Outdoor navigation systems designed for vehicles use global positioning system (GPS) signals to find position and find a route to a destination, both of which are expressed and displayed in terms of two-dimensional space. For outdoor navigation applications, determination of a vertical location, such as a level within a building, is unavailable. Further, for most outdoor land navigation, vertical location, such as level within a building, is irrelevant.
However if navigation is to be provided for a pedestrian within a building, requirements different from those present in outdoor navigation will present themselves, and the failure to fulfill these requirements has frustrated attempts to solve problems related to indoor navigation. If they can be accurately determined, floor levels in an indoor navigation system may be used to accurately guide the user from one part of a building on a first floor to a second part of a building on a different floor. Additionally, frequent updates to a vertical level will be needed to track changes in user location between levels.

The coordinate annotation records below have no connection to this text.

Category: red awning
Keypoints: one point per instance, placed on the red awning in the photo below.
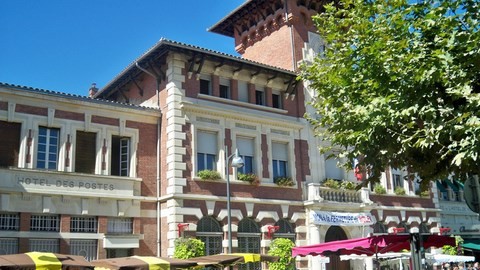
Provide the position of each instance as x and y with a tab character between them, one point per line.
371	245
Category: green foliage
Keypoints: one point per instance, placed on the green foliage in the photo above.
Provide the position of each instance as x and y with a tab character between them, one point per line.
399	85
284	181
379	189
399	191
209	175
248	177
186	248
331	183
282	247
348	185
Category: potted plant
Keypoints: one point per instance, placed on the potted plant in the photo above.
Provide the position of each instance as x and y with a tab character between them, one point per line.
248	177
209	175
283	181
379	189
331	183
399	191
348	185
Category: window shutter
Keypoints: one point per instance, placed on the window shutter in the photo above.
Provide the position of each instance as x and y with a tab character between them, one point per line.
10	143
85	154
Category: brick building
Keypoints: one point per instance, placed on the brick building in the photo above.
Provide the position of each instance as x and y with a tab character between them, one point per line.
140	142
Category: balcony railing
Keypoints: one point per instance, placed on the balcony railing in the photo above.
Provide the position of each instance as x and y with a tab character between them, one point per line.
316	192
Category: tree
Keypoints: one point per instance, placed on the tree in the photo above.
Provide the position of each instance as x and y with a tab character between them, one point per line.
186	248
281	247
399	85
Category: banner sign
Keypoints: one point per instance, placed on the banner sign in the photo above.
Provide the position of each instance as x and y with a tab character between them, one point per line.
341	218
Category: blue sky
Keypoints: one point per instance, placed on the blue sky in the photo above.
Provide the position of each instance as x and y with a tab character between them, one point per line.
65	45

Most if not all related-art systems suffer from problems of inaccuracy that compromise usability.
One of the common methods is measuring the strength radio signals on a floor level. Such radio signals are broadcast by WI-FI routers, IEEE 802.15.4 Wireless Sensor Networks or any other radio-transmitting device. The accuracy and performance of these signal strength methods are unsatisfactory, and additional problems arise with such techniques in that they will require a network set up in the building. Further some of the radio networks will require radio transmitters to be installed in pre-determined patterns to support floor detection. Such requirements immediately limit the use of radio network based methods to a handful of buildings. For example, these techniques are of limited value in exhibition halls or parking garages that have no permanent WI-FI networks installed.
An alternative, called, “fingerprinting,” is labor heavy in that it requires detailed survey of each and every floor. Effectively a ‘radio wave fingerprint’ of each and every floor is plotted from all possible locations on that floor level. Site survey is a manual process and therefore is costly and time consuming. Another disadvantage of fingerpring systems is that behaviour of transmitters change in a building over time, requiring site survey to be repeated periodically and user systems must be updated with new survey results.
Systems and methods that provide an accurate and updated determination of a vertical level within a building would provide a competitive advantage in the marketplace.